Universities in England have emerged as the most expensive anywhere in the world, charging on an average £9,000 a year, according to a new study. The amount is two times more than institutions in Australia and about six times more than the fees paid in Switzerland and Italy, the study by the Organisation for Economic Cooperation and Development (OECD) said. The next highest is the US, with fees of about £5,300 pounds followed by Japan on about £3,300, claimed the
Paris-based organisation which comprises 34 mainly developed countries.
In its report, the OECD said: “As part of a plan to stabilise university finances, tuition fees in England sharply increased in 2012. In parallel, student loan-repayment conditions were improved in order to accommodate the increase in tuition fees.

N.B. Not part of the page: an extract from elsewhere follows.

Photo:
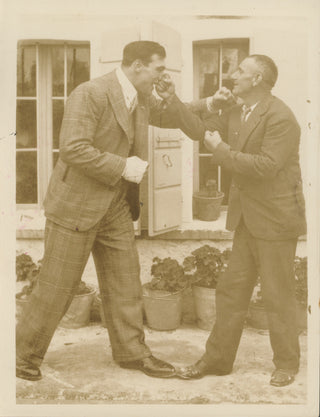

“As a result, since 1995 the United Kingdom has moved from a system marked by low tuition fees and underdeveloped student-support systems to one that includes high tuition fees and significant public support to students.”
The report makes a specific reference to universities in England, and not all of the United Kingdom, fall into this expensive category as Scotland does not have the same high levels of tuition fees.
Other findings within the 2015 edition of the OECD’s annual ‘Education at a Glance’ report include that teachers’ starting salaries in England and Scotland are below average and among the lowest in Europe.
Much of this is offset, however, by bonuses and allowances, which tend to boost salaries above the OECD average.